TEMPO.CO , Jakarta: Beberapa bulan belakangan ini, Sri Sultan Hamengku Buwono X melakukan gebrakan-gebrakan yang dinilai kontroversial. Terakhir, Sultan mengorbitkan putri sulungnya menjadi calon penerusnya. Gusti Kanjeng Ratu (GKR) Pembayun oleh ayahnya dinobatkan sebagai putri mahkota dalam Sabdaraja kedua yang diucapkan di Sitihinggil, Keraton Yogyakarta pada Selasa, 5 Mei 2015 kemarin.
“Namanya diganti menjadi GKR Mangkubumi. Sultan sudah menjelaskan GKR Mangkubumi sebagai calon penggantinya,” kata kerabat keraton yang mengikuti prosesi Sabdaraja saat kepada Tempo.
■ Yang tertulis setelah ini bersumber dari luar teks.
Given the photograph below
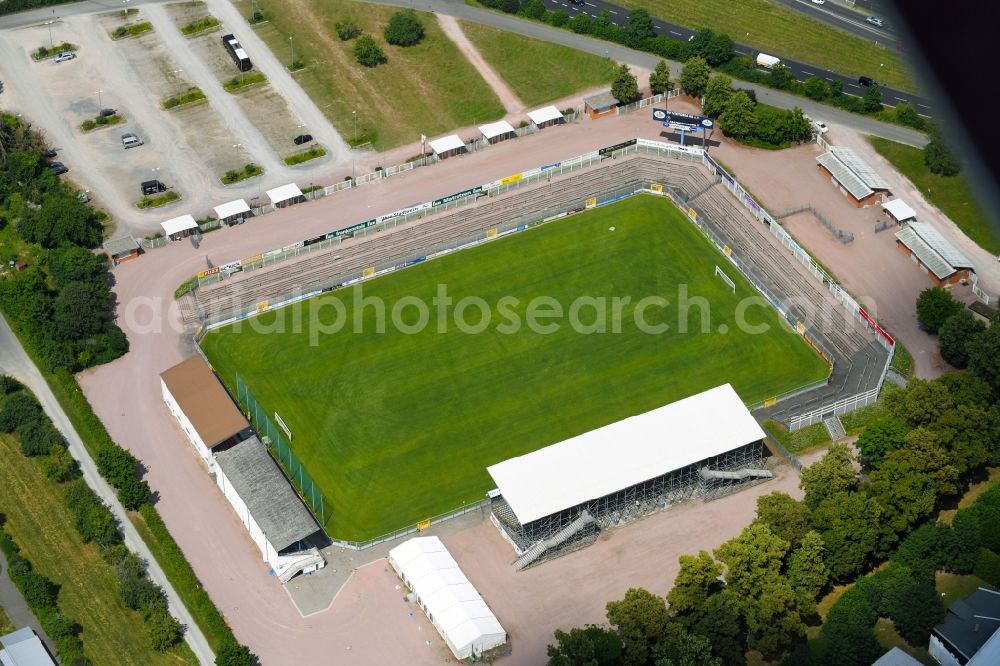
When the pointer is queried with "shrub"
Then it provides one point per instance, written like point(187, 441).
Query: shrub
point(368, 53)
point(346, 29)
point(405, 29)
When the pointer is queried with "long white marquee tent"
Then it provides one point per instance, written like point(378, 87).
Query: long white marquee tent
point(451, 602)
point(624, 453)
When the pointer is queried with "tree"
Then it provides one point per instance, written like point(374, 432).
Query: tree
point(831, 475)
point(879, 438)
point(934, 307)
point(807, 572)
point(871, 101)
point(234, 654)
point(404, 29)
point(719, 50)
point(938, 156)
point(639, 27)
point(81, 309)
point(590, 646)
point(625, 88)
point(685, 649)
point(984, 355)
point(694, 76)
point(781, 76)
point(787, 518)
point(642, 621)
point(368, 53)
point(164, 629)
point(717, 94)
point(738, 119)
point(659, 78)
point(696, 581)
point(816, 88)
point(852, 534)
point(346, 29)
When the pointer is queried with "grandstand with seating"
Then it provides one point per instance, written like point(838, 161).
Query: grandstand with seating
point(557, 499)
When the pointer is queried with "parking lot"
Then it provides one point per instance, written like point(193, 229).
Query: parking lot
point(188, 148)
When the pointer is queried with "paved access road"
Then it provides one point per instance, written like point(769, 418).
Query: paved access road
point(14, 361)
point(802, 71)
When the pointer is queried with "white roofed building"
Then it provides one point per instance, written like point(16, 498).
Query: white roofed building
point(707, 444)
point(450, 601)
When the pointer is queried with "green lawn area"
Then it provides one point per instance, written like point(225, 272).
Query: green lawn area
point(39, 523)
point(427, 89)
point(782, 31)
point(397, 427)
point(951, 194)
point(539, 72)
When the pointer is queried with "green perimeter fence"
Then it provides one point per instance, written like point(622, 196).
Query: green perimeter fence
point(276, 442)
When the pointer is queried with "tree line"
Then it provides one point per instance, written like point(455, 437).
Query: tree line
point(759, 591)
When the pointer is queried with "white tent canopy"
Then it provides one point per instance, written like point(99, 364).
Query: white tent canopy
point(453, 605)
point(284, 193)
point(178, 224)
point(493, 130)
point(622, 454)
point(544, 115)
point(231, 208)
point(446, 144)
point(899, 210)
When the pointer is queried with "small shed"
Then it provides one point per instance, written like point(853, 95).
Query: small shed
point(933, 253)
point(179, 227)
point(447, 146)
point(232, 212)
point(899, 211)
point(602, 104)
point(497, 132)
point(124, 248)
point(286, 195)
point(859, 182)
point(451, 602)
point(548, 115)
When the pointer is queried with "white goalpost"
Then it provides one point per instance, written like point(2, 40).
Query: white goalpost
point(725, 278)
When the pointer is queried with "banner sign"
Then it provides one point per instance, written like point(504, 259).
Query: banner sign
point(683, 119)
point(618, 146)
point(455, 197)
point(878, 329)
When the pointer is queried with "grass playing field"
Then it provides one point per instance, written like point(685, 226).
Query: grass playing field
point(397, 427)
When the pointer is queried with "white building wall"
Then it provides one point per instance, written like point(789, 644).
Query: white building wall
point(187, 427)
point(940, 653)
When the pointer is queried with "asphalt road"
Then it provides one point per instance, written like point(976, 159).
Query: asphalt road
point(801, 71)
point(14, 361)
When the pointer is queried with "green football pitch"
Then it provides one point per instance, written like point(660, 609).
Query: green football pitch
point(396, 426)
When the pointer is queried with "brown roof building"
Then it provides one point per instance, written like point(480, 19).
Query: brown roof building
point(203, 407)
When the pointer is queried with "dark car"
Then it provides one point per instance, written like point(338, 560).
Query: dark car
point(152, 187)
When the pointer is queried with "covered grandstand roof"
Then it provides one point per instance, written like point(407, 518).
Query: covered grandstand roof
point(852, 172)
point(932, 249)
point(268, 494)
point(622, 454)
point(452, 603)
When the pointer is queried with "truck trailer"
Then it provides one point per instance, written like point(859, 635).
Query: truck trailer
point(766, 61)
point(237, 53)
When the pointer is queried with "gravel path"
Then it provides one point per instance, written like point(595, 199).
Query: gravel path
point(507, 96)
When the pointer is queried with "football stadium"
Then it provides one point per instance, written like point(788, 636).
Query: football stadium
point(388, 393)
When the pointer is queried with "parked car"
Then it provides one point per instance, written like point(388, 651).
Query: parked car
point(130, 140)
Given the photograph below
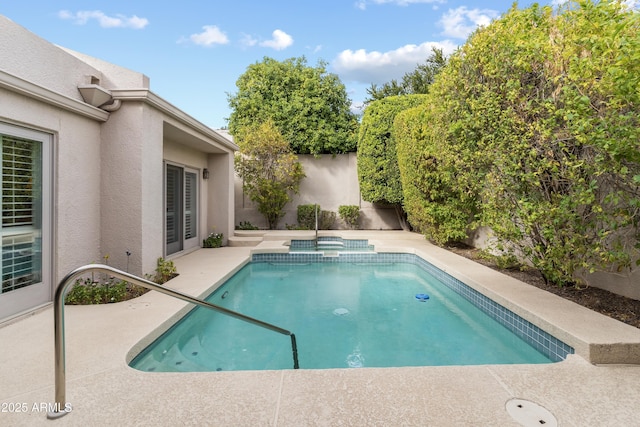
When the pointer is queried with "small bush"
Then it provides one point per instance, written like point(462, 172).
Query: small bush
point(86, 291)
point(307, 217)
point(350, 215)
point(246, 225)
point(165, 271)
point(214, 240)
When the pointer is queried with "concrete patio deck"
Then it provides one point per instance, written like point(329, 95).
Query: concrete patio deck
point(104, 390)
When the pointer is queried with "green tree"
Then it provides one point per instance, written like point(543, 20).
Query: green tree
point(540, 109)
point(307, 104)
point(415, 82)
point(270, 171)
point(378, 172)
point(437, 203)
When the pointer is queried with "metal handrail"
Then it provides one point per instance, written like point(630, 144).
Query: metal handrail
point(58, 313)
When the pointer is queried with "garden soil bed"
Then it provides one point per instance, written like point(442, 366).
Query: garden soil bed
point(624, 309)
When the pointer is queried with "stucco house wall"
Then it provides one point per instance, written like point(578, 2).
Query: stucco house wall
point(331, 181)
point(108, 163)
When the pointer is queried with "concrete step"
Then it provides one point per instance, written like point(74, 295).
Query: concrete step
point(244, 241)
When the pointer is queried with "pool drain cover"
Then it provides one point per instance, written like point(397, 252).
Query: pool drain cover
point(528, 413)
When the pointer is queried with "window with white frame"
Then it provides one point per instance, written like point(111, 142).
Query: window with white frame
point(23, 196)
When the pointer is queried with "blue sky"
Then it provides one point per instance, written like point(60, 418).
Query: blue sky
point(194, 51)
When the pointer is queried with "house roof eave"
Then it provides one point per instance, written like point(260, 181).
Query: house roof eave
point(148, 97)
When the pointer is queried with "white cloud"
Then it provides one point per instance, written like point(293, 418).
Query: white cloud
point(280, 40)
point(380, 67)
point(209, 36)
point(362, 4)
point(248, 41)
point(461, 22)
point(118, 21)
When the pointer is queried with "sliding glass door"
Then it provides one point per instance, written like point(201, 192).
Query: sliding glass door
point(181, 203)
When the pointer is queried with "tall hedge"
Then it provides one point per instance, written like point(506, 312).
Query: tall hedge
point(378, 172)
point(537, 116)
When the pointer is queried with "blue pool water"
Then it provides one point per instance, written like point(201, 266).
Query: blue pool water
point(343, 315)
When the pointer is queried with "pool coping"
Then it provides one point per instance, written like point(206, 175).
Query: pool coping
point(595, 337)
point(104, 390)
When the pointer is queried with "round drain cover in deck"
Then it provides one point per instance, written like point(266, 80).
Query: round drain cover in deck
point(528, 413)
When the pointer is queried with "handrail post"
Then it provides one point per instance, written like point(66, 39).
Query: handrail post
point(61, 406)
point(316, 206)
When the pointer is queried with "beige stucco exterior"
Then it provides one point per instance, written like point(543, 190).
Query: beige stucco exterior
point(108, 163)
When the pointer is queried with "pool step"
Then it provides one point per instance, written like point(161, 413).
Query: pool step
point(245, 241)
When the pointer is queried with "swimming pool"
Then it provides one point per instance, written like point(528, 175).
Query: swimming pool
point(357, 310)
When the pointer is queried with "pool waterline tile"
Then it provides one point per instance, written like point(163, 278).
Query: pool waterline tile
point(553, 348)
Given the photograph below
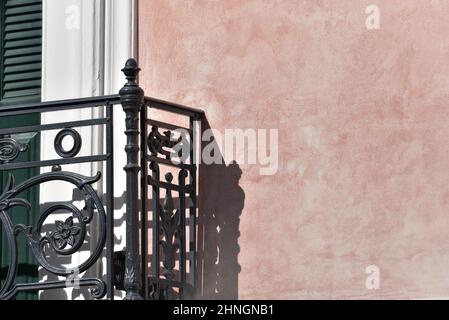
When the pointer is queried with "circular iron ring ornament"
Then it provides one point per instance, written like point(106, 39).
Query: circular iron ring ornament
point(77, 141)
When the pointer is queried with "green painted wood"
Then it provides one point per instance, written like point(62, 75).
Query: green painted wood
point(20, 82)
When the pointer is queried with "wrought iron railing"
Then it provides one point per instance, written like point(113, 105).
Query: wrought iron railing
point(160, 264)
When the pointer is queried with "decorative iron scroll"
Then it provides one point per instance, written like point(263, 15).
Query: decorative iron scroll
point(157, 142)
point(65, 239)
point(10, 149)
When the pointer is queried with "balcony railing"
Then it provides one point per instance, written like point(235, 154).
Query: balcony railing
point(72, 239)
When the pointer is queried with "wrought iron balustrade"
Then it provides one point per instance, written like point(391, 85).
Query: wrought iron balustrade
point(72, 238)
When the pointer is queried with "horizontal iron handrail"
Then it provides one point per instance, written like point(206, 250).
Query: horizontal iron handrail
point(57, 105)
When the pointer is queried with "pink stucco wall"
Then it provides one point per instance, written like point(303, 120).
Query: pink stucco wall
point(363, 119)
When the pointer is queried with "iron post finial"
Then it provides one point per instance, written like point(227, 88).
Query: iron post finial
point(131, 97)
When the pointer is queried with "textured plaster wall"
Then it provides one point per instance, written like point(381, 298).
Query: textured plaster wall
point(363, 119)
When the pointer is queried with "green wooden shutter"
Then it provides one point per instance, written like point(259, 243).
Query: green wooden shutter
point(20, 82)
point(21, 51)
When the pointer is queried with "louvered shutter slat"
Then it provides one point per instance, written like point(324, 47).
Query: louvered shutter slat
point(21, 50)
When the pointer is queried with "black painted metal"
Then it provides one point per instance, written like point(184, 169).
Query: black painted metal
point(173, 272)
point(173, 267)
point(131, 97)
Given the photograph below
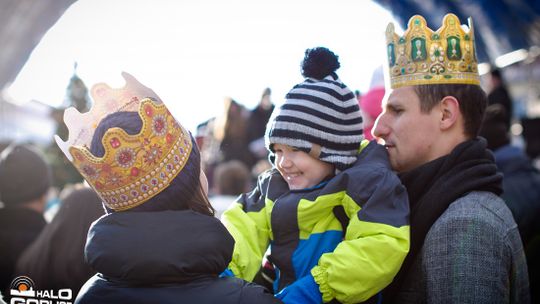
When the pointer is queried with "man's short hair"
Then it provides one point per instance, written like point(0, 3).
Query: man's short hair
point(472, 102)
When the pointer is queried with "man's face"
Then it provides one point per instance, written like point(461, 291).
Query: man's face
point(299, 169)
point(409, 134)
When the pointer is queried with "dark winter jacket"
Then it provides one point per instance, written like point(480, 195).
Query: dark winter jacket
point(19, 227)
point(163, 257)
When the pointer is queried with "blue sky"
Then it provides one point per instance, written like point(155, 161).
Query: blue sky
point(195, 53)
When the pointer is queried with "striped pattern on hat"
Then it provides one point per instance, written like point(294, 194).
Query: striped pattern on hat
point(321, 118)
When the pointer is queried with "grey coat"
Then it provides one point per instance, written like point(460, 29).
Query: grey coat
point(472, 254)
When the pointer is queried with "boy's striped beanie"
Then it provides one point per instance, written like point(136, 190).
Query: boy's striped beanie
point(320, 117)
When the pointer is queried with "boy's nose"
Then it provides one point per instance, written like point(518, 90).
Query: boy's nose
point(285, 162)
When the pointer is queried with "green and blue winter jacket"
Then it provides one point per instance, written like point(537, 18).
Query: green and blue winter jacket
point(349, 260)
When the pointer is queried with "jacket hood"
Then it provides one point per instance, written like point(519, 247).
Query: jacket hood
point(158, 247)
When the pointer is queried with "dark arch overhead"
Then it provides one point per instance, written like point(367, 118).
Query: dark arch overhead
point(24, 22)
point(501, 26)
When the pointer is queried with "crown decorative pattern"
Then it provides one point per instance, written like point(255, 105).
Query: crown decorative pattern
point(422, 56)
point(135, 167)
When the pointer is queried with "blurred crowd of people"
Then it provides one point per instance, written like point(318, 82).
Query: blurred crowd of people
point(233, 154)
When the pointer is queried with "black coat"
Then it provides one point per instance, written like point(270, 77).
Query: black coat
point(163, 257)
point(19, 227)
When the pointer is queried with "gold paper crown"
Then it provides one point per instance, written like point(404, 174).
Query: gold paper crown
point(136, 167)
point(422, 56)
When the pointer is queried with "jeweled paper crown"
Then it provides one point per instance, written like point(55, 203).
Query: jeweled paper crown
point(422, 56)
point(136, 167)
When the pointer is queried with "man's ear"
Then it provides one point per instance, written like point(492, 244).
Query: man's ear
point(450, 112)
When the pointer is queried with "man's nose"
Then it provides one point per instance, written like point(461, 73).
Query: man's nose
point(380, 128)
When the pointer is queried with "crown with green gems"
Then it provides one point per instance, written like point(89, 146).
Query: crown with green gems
point(422, 56)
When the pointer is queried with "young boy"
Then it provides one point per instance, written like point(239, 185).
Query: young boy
point(335, 219)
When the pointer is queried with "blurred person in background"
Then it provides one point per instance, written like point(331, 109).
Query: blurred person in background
point(231, 179)
point(55, 260)
point(521, 185)
point(498, 94)
point(25, 179)
point(225, 138)
point(370, 104)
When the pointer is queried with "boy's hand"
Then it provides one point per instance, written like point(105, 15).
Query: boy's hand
point(302, 291)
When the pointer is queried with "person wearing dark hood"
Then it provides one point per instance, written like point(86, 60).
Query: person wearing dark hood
point(25, 179)
point(159, 241)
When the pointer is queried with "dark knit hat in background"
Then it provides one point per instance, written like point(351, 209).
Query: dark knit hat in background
point(320, 115)
point(24, 175)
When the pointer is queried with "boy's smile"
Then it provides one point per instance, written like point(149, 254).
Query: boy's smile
point(299, 169)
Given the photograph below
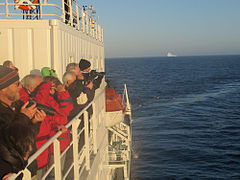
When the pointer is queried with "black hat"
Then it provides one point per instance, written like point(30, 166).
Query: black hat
point(84, 64)
point(7, 76)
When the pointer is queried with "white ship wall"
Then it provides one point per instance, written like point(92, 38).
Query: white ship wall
point(33, 44)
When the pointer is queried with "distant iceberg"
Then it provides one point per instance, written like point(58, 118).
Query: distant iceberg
point(171, 55)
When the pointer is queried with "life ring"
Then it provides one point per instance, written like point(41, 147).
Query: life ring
point(29, 4)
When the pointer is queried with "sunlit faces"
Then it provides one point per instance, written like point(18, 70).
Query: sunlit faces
point(12, 92)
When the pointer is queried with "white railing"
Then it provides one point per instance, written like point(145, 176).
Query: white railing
point(81, 157)
point(119, 149)
point(81, 18)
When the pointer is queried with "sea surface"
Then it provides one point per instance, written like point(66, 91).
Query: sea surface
point(186, 115)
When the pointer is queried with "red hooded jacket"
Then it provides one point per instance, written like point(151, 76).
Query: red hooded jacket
point(63, 105)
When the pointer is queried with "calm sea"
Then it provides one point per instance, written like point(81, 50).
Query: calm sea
point(186, 115)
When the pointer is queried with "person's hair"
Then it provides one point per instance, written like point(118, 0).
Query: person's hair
point(71, 67)
point(29, 80)
point(54, 80)
point(19, 136)
point(7, 63)
point(68, 76)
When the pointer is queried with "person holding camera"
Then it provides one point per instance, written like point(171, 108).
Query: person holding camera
point(43, 91)
point(9, 93)
point(16, 141)
point(92, 79)
point(12, 112)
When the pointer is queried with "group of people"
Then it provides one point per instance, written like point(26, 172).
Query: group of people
point(36, 108)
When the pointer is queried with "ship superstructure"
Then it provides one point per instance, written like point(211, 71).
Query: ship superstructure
point(53, 33)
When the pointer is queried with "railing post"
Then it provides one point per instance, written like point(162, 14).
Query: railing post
point(71, 14)
point(75, 148)
point(40, 9)
point(57, 159)
point(94, 121)
point(102, 36)
point(96, 30)
point(99, 33)
point(63, 11)
point(26, 174)
point(83, 20)
point(86, 134)
point(90, 25)
point(87, 23)
point(7, 10)
point(78, 25)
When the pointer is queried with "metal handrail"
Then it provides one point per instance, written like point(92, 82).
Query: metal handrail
point(54, 138)
point(71, 13)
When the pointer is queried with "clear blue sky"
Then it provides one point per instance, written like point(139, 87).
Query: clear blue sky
point(136, 28)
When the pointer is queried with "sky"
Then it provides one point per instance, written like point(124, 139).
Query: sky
point(141, 28)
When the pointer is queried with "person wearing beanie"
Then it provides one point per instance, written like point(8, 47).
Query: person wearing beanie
point(9, 93)
point(46, 71)
point(84, 65)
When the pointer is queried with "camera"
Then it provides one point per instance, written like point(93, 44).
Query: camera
point(90, 76)
point(48, 110)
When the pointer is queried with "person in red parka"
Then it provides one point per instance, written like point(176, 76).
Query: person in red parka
point(34, 87)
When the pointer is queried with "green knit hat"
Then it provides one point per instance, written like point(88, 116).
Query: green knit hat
point(46, 71)
point(7, 76)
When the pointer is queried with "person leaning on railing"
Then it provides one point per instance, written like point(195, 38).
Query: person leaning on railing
point(91, 82)
point(16, 141)
point(9, 94)
point(12, 112)
point(42, 92)
point(75, 88)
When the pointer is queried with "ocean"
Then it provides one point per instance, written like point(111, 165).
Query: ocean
point(186, 115)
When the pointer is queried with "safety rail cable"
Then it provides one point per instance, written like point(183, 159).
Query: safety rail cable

Ada beberapa permasalahan utama yang tengah dihadapi Yogyakarta saat ini yang harus dihadapai putri sulung Sultan tersebut.
Calon Gubernur
Salah satu ganjalan bagi puteri sulung Sultan adalah peraturan pencalonan gubernur Daerah Istimewa Yogyakarta (DIY) yang menyebutkan gubernur harus dijabat oleh laki-laki. Syarat menjadi gubernur menurut Pasal 18 ayat C dan M Undang-undang Nomor 13 Tahun 2012 tentang Keistimewaan DIY adalah:
Ayat C, bertakhta sebagai Sultan Hamengku Buwono untuk calon Gubernur dan bertakhta sebagai Adipati Paku Alam untuk calon Wakil Gubernur.
Ayat M, menyerahkan daftar riwayat hidup yang memuat, antara lain riwayat pendidikan, pekerjaan, saudara kandung, istri, dan anak.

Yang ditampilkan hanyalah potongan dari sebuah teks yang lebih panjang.